Determine the level of risk for each of the indicators in the form of a matrix (10 × 34) with its row indicates ranking and column shows the index. (Table 7)

8.6.2 The Second Step

Allocation matrix or gamma matrix $(\gamma)$, is a $34 \times 34$ square matrix that the row is risk i and column is $\mathrm{k}$ ranking. Component matrix $\gamma\left(\gamma_{i k}\right)$ is the total weight of indices with risk i in grade k.
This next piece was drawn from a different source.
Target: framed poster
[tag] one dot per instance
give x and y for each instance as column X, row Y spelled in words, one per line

Part of this process for ranks 1 to 17 in the table (8) is provided.

8.6.3 The Third Step

Calculate the optimal solution (final ranking) using linear programming through the following model:

$\operatorname{Max} Z=\sum\limits_{\mathrm{i}=1 \mathrm{k}=1}^{34} \sum\limits_{\mathrm{ik}}^{34} h_{\mathrm{ik}}$      (10)

$\sum\limits_{\mathrm{k}=1}^{34} \mathrm{~h}_{\mathrm{ik}}=1 \quad, \mathrm{i}=1,2, \ldots \ldots, 34$                      (11)

$\sum\limits_{\mathrm{i}=1}^{34} \mathrm{~h}_{\mathrm{ik}}=1 \quad, \mathrm{k}=1,2, \ldots \ldots, 34$                      (12)

$h_{i k}=0 \, or \, 1$

Given that the decision variables values are zero or one, the output of this program for the numerical values indicating the level of risk is required. For example, h (1, 7) indicates the place to solve the problem due to the large volume (1156 decision variable) software for risk 7 (1) and h (2, 28) indicate the level of risk (2) is 28. Accordingly ranking risks according to this table (9) is provided.